Will remove the folders which have 0 (zero) files in database. It will make the Folders table smaller thus making the system somewhat faster. It is very efficient. Leave this option (almost) always on.

Clean files

Remove the (meta)data AND the thumbnails from the scanned files but NOT from the cataloged ones. IOW all the non-cataloged files disappear from the DB. Quite fast and very useful to remove the 'fat'/cruft from the DB. Very efficient.

Clean thumbnails

Remove the thumbnails but keep the (meta)data from the scanned files AND from the cataloged ones. By far, the thumbs due of their very nature are dragging the performance down (big DB size etc.). There's no problem to remove thumbs from the cataloged ones (if one knows what he's doing) because they are regenerated on demand.

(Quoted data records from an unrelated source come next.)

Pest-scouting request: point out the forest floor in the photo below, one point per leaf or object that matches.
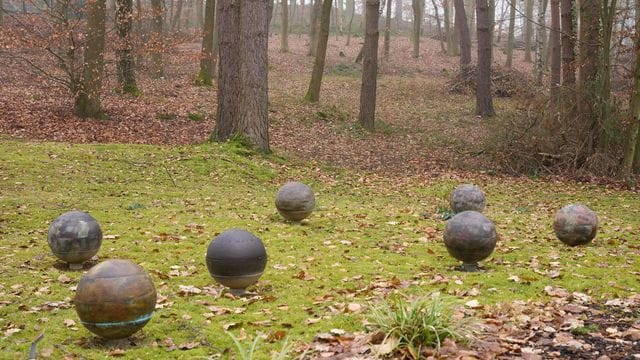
(533, 301)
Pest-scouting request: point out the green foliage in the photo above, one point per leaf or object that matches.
(418, 323)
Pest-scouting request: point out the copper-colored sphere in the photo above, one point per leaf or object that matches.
(115, 299)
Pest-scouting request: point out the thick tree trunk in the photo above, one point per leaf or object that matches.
(205, 76)
(156, 40)
(313, 93)
(512, 25)
(555, 52)
(284, 27)
(253, 111)
(528, 34)
(465, 37)
(125, 66)
(369, 67)
(484, 101)
(568, 43)
(387, 30)
(87, 103)
(228, 69)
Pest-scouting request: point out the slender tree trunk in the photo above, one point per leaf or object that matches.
(284, 27)
(555, 52)
(568, 43)
(387, 30)
(313, 93)
(528, 35)
(512, 25)
(205, 76)
(465, 38)
(87, 102)
(253, 111)
(228, 69)
(440, 35)
(156, 40)
(125, 66)
(484, 101)
(369, 67)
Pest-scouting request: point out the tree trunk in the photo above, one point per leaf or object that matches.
(284, 27)
(87, 102)
(387, 30)
(205, 76)
(555, 52)
(253, 110)
(512, 25)
(568, 43)
(228, 69)
(369, 67)
(484, 101)
(465, 38)
(124, 52)
(418, 10)
(440, 35)
(313, 93)
(156, 40)
(528, 35)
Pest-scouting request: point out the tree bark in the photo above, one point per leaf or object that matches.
(465, 37)
(205, 76)
(370, 67)
(284, 27)
(87, 102)
(484, 101)
(124, 52)
(512, 25)
(568, 43)
(313, 93)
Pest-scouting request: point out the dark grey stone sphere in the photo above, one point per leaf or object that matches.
(575, 224)
(75, 237)
(295, 201)
(236, 259)
(467, 197)
(470, 237)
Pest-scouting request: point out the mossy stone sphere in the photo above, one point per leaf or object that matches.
(115, 298)
(75, 237)
(470, 237)
(575, 224)
(295, 201)
(236, 259)
(467, 197)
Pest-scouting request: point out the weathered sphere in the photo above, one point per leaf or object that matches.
(575, 224)
(295, 201)
(467, 197)
(74, 237)
(236, 259)
(470, 237)
(115, 299)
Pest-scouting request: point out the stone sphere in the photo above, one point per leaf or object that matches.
(575, 224)
(75, 237)
(470, 237)
(115, 299)
(236, 259)
(467, 197)
(295, 201)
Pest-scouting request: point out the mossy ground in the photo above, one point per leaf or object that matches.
(161, 206)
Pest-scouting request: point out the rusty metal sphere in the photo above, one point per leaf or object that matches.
(236, 259)
(295, 201)
(75, 237)
(115, 299)
(575, 224)
(467, 197)
(470, 237)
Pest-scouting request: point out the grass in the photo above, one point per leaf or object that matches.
(161, 206)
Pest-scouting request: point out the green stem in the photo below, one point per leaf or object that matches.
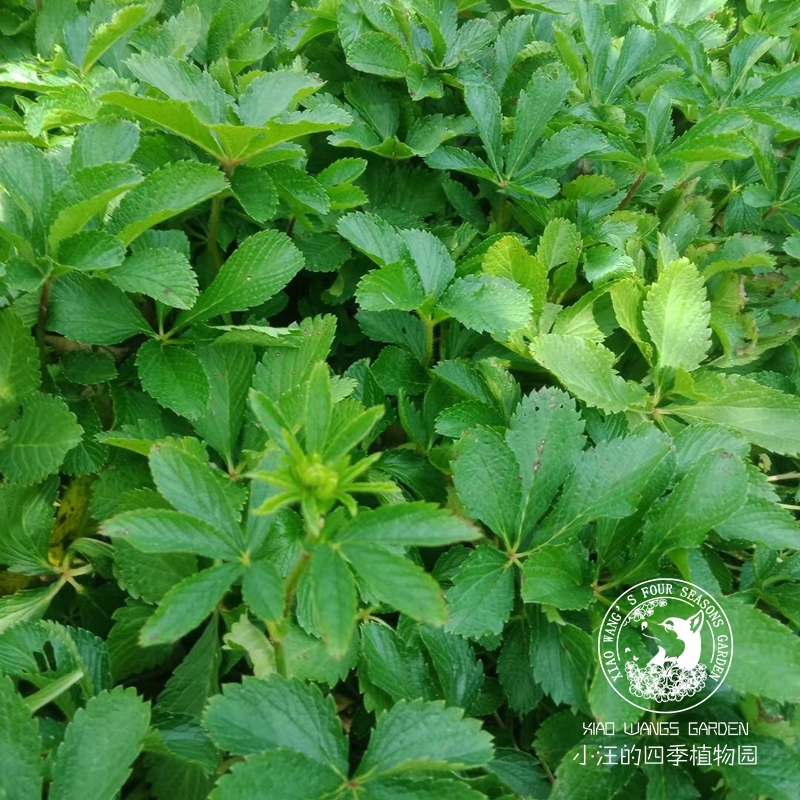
(213, 231)
(429, 324)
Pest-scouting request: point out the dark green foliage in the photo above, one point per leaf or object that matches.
(355, 355)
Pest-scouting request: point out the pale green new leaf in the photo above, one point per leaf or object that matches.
(586, 368)
(676, 313)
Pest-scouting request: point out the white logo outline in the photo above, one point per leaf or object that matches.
(689, 674)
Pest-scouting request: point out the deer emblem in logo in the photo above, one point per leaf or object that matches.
(668, 678)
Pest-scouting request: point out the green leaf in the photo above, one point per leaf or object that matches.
(563, 148)
(395, 580)
(183, 475)
(157, 530)
(19, 364)
(546, 436)
(20, 745)
(373, 236)
(38, 441)
(257, 716)
(484, 105)
(434, 263)
(182, 81)
(175, 377)
(427, 737)
(163, 194)
(586, 368)
(99, 747)
(712, 490)
(273, 93)
(162, 274)
(296, 186)
(86, 194)
(538, 102)
(106, 141)
(91, 250)
(93, 311)
(229, 369)
(755, 634)
(280, 773)
(378, 54)
(763, 415)
(393, 288)
(485, 303)
(108, 33)
(559, 576)
(333, 596)
(262, 590)
(482, 595)
(407, 525)
(188, 603)
(486, 475)
(608, 482)
(29, 511)
(508, 258)
(255, 190)
(262, 265)
(172, 115)
(677, 315)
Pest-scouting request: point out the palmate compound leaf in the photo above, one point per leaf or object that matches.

Check for orphaned directories

It removes from the database the directories which the OS cannot find anymore. Here is a very big discussion what happens with the offline media (removable media, servers which can go down, network rights etc.), with already cataloged files, with relocation etc. ...but for the time being just take it as is. This is very very fast and very efficient in keeping the DB performance up. ...if one is careful to not wipe cataloged things from places which he doesn't want to.

Check for orphaned files

The same principle from 'Check for orphaned directories' but the process is much slower and less efficient.